Immunogenicity of tislelizumab: clinical summary of ADA incidence and feasibility of assessing the suitability of validation cut points using statistical methods.

Abstract

Anti-drug antibody (ADA) is a critical indicator of the immunogenicity of biotherapeutics. To investigate the immunogenicity of tislelizumab, a humanized anti-PD-1 (programmed cell death 1) antibody, 3815 patients were analyzed for ADA incidence. The incidence of ADA is reported for the first time as 19.2 %. For any immunogenicity study, appropriate cut points are essential to accurately distinguish true ADA-positive samples from varying backgrounds across populations. Apart from the standardized false positive rate (FPR) method, statistical methods may be more efficient and powerful in evaluating the appropriateness of cut points. However, a detailed protocol for this approach is not yet in consensus. Therefore, by utilizing extensive data from tislelizumab clinical trials, this study explored the feasibility of assessing the suitability of validation cut points (VCPs) using statistical methods. ADA response datasets from 21 clinical tumor populations were evaluated for distribution differences in comparison to the validation population using statistical methods.
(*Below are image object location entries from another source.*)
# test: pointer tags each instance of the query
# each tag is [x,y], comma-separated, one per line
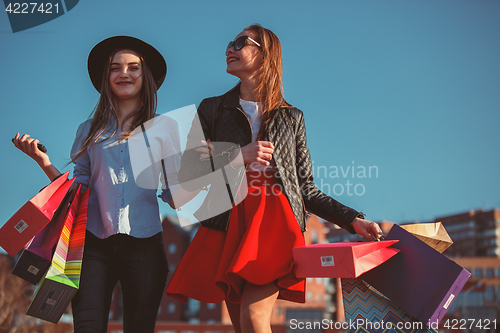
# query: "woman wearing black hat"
[124,233]
[244,255]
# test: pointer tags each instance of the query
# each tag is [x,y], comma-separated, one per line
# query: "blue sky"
[408,88]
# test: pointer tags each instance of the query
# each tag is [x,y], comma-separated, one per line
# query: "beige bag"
[432,234]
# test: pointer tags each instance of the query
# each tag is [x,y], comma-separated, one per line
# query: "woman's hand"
[368,229]
[30,148]
[206,151]
[260,152]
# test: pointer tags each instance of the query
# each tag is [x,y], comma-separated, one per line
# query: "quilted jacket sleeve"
[315,200]
[193,168]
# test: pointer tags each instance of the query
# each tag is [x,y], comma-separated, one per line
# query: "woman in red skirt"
[243,254]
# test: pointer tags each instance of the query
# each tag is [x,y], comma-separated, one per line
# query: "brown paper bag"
[432,234]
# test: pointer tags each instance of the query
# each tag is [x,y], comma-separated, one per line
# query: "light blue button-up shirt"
[116,203]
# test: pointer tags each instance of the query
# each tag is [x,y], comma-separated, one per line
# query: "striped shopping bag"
[368,311]
[58,286]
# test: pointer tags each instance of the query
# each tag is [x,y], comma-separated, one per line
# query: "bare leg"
[257,303]
[234,314]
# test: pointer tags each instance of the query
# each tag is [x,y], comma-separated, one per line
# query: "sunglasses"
[239,43]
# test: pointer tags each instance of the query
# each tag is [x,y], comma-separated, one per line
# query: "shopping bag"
[419,279]
[36,257]
[432,234]
[367,310]
[33,215]
[61,281]
[341,259]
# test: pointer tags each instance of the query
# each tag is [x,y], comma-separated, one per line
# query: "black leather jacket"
[293,162]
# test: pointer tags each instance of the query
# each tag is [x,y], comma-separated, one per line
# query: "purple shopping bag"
[419,279]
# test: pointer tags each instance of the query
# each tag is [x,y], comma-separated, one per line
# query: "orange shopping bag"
[33,216]
[342,260]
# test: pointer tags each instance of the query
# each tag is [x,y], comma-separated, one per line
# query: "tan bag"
[432,234]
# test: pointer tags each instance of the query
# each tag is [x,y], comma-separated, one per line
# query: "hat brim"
[99,55]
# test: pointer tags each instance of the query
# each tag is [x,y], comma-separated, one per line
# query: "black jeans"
[140,264]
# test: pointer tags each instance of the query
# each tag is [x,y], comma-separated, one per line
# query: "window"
[489,294]
[314,236]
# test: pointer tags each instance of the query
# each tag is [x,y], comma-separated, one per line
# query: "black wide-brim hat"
[101,52]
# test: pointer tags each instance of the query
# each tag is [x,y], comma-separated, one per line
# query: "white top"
[253,112]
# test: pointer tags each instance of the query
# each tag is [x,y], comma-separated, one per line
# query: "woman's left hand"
[368,229]
[205,151]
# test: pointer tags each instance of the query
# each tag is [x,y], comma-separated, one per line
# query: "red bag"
[420,279]
[342,260]
[33,215]
[36,257]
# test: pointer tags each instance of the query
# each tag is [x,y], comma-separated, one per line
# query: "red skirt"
[257,248]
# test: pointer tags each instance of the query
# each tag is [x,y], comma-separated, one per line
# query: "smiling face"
[125,75]
[246,62]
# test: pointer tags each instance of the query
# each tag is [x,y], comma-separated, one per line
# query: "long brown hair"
[105,113]
[270,90]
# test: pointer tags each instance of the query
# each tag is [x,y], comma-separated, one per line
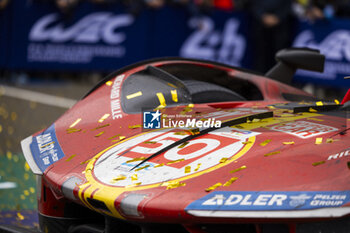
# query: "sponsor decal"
[303,129]
[115,97]
[45,148]
[189,158]
[230,201]
[206,42]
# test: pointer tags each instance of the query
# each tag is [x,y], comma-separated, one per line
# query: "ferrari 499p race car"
[183,145]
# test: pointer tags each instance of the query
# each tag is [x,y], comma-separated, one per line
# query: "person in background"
[271,30]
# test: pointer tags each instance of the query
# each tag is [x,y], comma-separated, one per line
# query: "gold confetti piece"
[136,159]
[85,162]
[150,142]
[101,126]
[329,140]
[140,168]
[223,160]
[75,123]
[272,153]
[215,186]
[247,142]
[318,163]
[131,96]
[99,134]
[134,177]
[181,133]
[73,130]
[104,117]
[120,177]
[134,126]
[264,143]
[318,141]
[198,166]
[238,169]
[71,157]
[114,136]
[174,95]
[229,182]
[312,110]
[314,119]
[171,85]
[133,185]
[175,161]
[183,145]
[20,216]
[48,144]
[173,184]
[161,99]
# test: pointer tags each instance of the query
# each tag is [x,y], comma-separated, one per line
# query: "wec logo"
[90,29]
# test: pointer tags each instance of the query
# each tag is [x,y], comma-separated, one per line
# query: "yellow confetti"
[161,99]
[187,169]
[312,110]
[264,143]
[20,216]
[318,163]
[198,166]
[120,177]
[171,85]
[73,130]
[174,95]
[183,145]
[134,177]
[247,142]
[99,134]
[104,117]
[150,142]
[173,184]
[215,186]
[131,96]
[144,167]
[175,161]
[272,153]
[229,182]
[75,123]
[134,126]
[223,160]
[71,157]
[136,159]
[238,169]
[318,141]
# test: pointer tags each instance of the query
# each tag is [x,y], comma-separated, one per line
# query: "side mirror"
[291,59]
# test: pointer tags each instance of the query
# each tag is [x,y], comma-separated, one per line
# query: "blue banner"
[332,38]
[107,38]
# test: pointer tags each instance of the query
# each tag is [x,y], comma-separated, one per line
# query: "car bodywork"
[277,162]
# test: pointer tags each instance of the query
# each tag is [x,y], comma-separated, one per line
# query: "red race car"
[181,145]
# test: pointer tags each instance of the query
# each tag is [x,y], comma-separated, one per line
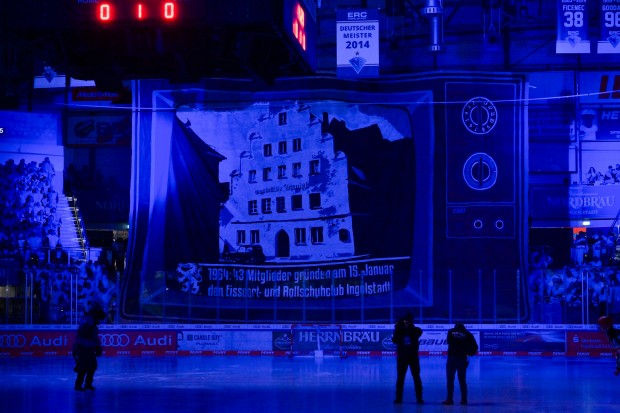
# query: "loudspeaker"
[482,159]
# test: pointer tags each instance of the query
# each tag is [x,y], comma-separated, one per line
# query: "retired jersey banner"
[572,27]
[357,43]
[609,38]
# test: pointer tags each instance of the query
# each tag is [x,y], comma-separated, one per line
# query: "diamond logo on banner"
[357,63]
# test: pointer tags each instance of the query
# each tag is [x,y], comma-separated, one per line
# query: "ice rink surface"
[240,384]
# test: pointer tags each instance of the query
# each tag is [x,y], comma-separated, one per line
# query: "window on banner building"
[316,233]
[300,236]
[254,236]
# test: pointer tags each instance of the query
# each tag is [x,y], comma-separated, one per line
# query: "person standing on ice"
[407,339]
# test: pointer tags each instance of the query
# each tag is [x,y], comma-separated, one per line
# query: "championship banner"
[609,38]
[357,44]
[572,27]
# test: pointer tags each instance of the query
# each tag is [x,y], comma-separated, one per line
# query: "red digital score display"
[299,25]
[108,12]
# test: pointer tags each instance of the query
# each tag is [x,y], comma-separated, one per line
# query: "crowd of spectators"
[62,284]
[586,288]
[28,202]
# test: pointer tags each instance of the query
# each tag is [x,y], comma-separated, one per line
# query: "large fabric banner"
[305,202]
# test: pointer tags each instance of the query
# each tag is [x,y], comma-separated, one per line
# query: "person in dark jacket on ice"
[87,348]
[461,345]
[407,339]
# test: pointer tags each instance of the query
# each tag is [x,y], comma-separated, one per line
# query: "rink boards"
[282,340]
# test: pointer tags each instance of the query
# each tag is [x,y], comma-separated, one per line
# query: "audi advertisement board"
[275,340]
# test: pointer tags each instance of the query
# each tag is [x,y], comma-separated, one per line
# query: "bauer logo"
[283,342]
[387,344]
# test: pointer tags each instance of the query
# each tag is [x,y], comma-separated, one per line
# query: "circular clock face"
[480,171]
[479,115]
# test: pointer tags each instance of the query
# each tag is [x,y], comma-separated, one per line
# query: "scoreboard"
[83,22]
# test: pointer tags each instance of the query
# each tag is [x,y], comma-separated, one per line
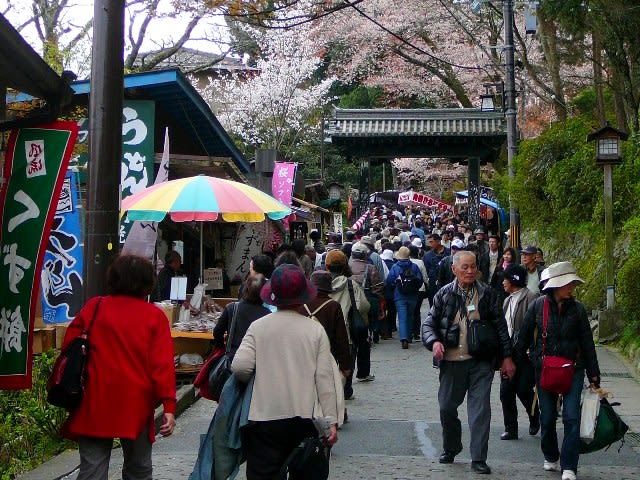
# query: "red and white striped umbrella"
[360,222]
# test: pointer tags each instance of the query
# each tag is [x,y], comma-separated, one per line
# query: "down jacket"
[447,302]
[568,334]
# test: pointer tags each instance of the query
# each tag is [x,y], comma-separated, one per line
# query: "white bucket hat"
[387,254]
[559,275]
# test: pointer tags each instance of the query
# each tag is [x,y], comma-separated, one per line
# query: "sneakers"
[551,466]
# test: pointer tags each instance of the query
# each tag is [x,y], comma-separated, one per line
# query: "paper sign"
[213,278]
[178,288]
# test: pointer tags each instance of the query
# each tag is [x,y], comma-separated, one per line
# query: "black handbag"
[358,328]
[310,460]
[65,387]
[221,371]
[482,339]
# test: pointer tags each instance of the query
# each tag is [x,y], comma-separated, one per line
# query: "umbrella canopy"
[203,198]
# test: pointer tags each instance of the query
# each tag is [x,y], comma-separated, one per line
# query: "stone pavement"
[394,431]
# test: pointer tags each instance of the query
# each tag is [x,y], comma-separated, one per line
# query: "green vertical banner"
[136,172]
[34,170]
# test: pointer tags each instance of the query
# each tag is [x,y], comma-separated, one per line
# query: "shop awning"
[483,200]
[310,205]
[23,70]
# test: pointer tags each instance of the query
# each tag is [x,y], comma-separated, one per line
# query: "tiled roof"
[452,122]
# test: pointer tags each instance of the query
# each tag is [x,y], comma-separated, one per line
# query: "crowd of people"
[308,317]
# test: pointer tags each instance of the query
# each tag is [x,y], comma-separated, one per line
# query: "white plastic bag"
[589,414]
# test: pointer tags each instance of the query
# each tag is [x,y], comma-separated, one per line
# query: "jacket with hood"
[341,295]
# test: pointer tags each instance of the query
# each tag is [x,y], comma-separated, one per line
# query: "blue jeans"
[570,419]
[405,306]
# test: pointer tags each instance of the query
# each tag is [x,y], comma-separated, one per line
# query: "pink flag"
[284,175]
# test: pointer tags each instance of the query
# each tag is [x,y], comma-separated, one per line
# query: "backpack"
[408,282]
[313,314]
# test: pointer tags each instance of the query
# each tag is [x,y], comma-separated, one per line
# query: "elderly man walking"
[521,386]
[449,331]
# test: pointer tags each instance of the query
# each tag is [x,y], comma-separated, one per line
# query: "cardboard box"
[61,330]
[44,339]
[170,311]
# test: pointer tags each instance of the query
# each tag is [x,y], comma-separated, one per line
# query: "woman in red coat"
[130,371]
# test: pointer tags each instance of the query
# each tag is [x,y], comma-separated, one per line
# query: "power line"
[409,44]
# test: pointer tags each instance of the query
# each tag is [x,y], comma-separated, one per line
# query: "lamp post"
[608,154]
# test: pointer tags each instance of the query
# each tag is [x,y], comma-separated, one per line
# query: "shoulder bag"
[557,372]
[482,337]
[65,387]
[221,370]
[358,328]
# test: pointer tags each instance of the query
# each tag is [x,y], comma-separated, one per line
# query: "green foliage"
[628,281]
[29,425]
[552,173]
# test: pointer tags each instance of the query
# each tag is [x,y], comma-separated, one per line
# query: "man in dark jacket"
[521,386]
[329,313]
[444,332]
[172,263]
[431,261]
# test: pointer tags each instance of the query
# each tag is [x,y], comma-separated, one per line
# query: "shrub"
[29,425]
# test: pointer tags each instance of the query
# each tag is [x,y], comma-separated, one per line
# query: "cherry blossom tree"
[279,106]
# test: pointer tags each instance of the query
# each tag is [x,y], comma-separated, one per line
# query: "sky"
[160,30]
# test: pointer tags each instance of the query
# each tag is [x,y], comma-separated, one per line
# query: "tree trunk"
[597,80]
[549,43]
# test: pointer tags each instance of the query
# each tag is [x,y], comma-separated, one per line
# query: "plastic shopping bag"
[589,414]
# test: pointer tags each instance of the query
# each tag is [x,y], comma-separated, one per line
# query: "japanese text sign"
[34,170]
[284,175]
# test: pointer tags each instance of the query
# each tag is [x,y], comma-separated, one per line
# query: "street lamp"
[607,154]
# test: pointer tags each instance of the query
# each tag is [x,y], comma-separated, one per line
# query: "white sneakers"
[555,466]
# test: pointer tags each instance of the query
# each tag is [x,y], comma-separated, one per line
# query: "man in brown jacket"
[521,385]
[329,313]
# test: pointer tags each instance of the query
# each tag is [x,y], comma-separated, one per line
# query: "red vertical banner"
[34,170]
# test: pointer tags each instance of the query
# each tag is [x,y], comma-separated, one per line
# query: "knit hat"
[516,274]
[335,257]
[387,254]
[403,253]
[321,279]
[288,286]
[359,250]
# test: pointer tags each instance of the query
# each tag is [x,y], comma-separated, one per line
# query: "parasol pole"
[201,253]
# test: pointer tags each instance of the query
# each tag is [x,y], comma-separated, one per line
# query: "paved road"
[394,432]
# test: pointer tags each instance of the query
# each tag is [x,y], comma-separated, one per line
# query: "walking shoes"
[551,466]
[447,456]
[481,467]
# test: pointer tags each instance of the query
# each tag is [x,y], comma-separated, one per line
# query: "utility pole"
[105,144]
[510,114]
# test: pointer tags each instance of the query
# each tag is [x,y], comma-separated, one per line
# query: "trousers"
[95,454]
[470,378]
[570,452]
[521,387]
[268,444]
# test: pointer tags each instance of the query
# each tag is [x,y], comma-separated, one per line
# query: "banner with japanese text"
[138,151]
[63,260]
[34,170]
[415,198]
[284,176]
[250,238]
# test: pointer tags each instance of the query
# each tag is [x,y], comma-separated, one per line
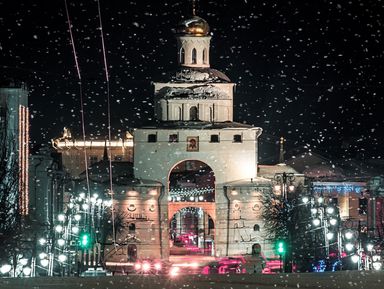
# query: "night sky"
[311,71]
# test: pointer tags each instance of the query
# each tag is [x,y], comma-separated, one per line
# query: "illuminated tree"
[9,214]
[287,220]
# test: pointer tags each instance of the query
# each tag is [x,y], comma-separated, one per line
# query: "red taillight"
[137,266]
[146,267]
[174,271]
[157,266]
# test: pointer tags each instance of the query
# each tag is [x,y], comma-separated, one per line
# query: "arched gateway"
[191,208]
[199,156]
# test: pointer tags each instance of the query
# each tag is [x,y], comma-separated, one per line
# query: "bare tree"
[10,223]
[287,220]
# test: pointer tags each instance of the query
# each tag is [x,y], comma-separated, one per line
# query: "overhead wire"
[109,121]
[81,98]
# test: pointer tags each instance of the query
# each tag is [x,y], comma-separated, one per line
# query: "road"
[342,279]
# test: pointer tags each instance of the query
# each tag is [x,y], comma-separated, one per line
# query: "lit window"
[118,158]
[132,228]
[193,113]
[93,159]
[152,138]
[194,56]
[237,138]
[363,206]
[182,56]
[214,138]
[173,138]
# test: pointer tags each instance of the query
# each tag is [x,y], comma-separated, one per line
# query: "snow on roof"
[196,75]
[193,92]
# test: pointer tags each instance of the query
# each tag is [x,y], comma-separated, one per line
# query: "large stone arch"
[209,208]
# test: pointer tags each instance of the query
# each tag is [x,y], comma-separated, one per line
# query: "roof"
[197,125]
[195,75]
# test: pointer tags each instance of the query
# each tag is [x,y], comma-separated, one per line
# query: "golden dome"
[195,26]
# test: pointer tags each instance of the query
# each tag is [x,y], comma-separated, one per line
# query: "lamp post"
[325,219]
[283,185]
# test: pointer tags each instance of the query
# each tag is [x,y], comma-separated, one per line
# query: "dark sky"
[311,71]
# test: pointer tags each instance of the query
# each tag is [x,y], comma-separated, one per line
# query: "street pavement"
[341,279]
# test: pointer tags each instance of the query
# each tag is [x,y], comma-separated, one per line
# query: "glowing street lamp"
[5,269]
[349,246]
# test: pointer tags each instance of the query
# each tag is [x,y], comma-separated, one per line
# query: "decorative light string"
[109,121]
[81,97]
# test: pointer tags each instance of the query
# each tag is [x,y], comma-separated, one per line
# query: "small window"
[182,56]
[152,138]
[237,138]
[93,159]
[193,113]
[132,228]
[173,138]
[194,56]
[205,56]
[334,201]
[118,158]
[214,138]
[363,206]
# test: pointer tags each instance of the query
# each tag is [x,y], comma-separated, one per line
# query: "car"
[148,266]
[92,272]
[227,265]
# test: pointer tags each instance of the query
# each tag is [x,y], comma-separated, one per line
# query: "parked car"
[92,272]
[227,265]
[148,266]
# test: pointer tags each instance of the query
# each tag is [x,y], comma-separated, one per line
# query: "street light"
[284,183]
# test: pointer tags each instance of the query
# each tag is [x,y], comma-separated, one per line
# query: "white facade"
[196,105]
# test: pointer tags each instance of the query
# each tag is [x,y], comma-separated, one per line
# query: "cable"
[109,122]
[81,98]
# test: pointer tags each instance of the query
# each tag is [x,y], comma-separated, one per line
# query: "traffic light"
[280,247]
[85,240]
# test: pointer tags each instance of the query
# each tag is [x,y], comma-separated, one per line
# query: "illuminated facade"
[73,151]
[206,162]
[14,110]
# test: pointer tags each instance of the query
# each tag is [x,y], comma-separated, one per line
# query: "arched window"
[131,228]
[193,113]
[182,56]
[205,55]
[132,252]
[256,249]
[194,56]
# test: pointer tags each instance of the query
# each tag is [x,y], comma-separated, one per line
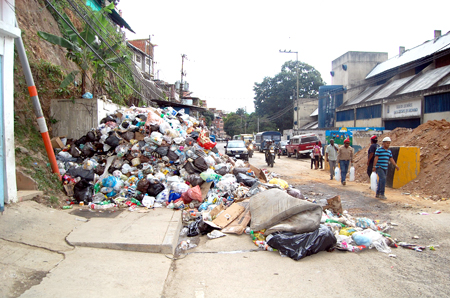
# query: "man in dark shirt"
[371,154]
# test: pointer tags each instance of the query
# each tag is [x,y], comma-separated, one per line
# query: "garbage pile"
[150,158]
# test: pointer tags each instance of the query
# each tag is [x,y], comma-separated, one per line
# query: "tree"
[273,95]
[81,54]
[209,117]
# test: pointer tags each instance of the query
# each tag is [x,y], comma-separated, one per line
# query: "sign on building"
[403,109]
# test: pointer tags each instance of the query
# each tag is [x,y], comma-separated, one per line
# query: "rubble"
[432,139]
[145,158]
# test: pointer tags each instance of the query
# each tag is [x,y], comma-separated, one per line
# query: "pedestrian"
[331,156]
[371,153]
[345,158]
[380,165]
[316,151]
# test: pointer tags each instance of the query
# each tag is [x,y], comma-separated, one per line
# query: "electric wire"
[110,48]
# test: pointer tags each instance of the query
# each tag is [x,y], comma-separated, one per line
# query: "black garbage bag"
[198,227]
[195,135]
[172,155]
[112,141]
[222,171]
[83,191]
[298,246]
[80,172]
[200,163]
[295,193]
[143,185]
[246,179]
[154,189]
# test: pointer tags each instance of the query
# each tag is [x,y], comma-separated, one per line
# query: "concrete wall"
[76,118]
[436,116]
[375,122]
[359,64]
[8,32]
[305,106]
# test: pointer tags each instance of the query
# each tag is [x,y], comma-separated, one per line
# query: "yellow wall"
[409,162]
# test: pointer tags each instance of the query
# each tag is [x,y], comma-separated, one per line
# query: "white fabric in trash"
[277,211]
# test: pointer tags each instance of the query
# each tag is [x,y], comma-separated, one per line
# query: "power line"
[110,48]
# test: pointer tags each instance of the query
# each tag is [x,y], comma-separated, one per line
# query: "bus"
[247,138]
[262,137]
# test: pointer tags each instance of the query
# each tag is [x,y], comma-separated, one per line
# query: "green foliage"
[274,93]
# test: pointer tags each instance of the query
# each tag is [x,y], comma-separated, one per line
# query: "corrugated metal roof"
[363,95]
[390,88]
[426,49]
[427,80]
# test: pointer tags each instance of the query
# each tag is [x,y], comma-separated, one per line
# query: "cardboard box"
[57,143]
[228,215]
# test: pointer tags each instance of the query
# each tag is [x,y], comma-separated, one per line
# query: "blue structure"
[330,97]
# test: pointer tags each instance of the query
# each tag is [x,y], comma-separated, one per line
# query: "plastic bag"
[83,191]
[247,180]
[298,246]
[192,194]
[373,182]
[337,174]
[352,174]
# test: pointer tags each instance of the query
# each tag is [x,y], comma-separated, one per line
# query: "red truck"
[302,145]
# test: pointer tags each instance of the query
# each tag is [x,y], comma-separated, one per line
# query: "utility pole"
[182,74]
[296,70]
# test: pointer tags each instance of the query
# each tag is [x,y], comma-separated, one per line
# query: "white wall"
[75,119]
[436,116]
[7,34]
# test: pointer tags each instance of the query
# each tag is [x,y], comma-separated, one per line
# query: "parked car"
[302,145]
[283,147]
[237,149]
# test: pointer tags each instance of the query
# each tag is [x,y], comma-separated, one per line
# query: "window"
[345,115]
[368,112]
[437,103]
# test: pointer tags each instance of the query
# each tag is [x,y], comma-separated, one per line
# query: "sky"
[231,45]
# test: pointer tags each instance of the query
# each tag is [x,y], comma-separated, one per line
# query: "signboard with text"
[403,109]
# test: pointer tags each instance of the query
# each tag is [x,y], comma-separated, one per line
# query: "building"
[404,91]
[143,56]
[8,32]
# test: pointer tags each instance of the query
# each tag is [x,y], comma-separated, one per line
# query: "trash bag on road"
[298,246]
[246,179]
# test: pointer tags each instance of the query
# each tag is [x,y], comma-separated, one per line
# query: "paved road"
[227,267]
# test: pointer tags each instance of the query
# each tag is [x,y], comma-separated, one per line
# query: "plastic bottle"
[337,173]
[373,181]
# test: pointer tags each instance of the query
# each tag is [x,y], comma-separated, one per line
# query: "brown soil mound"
[433,140]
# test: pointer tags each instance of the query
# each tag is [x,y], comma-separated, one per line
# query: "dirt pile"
[433,140]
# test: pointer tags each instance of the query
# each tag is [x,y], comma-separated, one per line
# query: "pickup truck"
[302,145]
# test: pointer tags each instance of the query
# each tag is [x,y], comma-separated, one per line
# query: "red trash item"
[192,194]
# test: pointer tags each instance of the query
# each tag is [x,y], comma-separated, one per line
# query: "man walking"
[345,158]
[331,156]
[371,153]
[382,157]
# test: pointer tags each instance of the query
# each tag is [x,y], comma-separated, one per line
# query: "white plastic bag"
[373,181]
[337,174]
[352,173]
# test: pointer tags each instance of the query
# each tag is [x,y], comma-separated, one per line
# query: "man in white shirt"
[331,156]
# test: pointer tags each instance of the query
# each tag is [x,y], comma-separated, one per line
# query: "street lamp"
[296,70]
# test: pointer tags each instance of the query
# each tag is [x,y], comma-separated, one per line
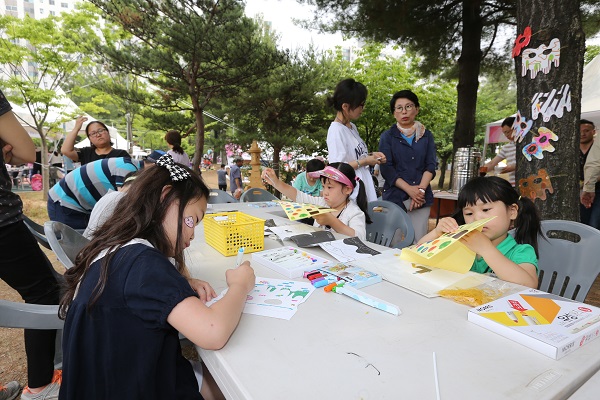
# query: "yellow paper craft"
[296,211]
[445,252]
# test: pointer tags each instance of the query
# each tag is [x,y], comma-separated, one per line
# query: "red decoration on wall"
[522,41]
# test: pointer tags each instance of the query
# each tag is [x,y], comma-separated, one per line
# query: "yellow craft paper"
[296,211]
[446,251]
Fourteen datasets exhibited significant differences from the validation dataset in both medians and variances, with FPRs exceeding the 2-11 % range. Seven datasets only differed significantly in medians, with five having out-of-range FPRs and their positive rates narrowly affected by cut point alteration. The results showed that statistical methods can effectively assess the suitability of VCPs: in-study cut points are recommended for datasets with significantly different median and variance, while VCPs may be appropriate when only medians differ.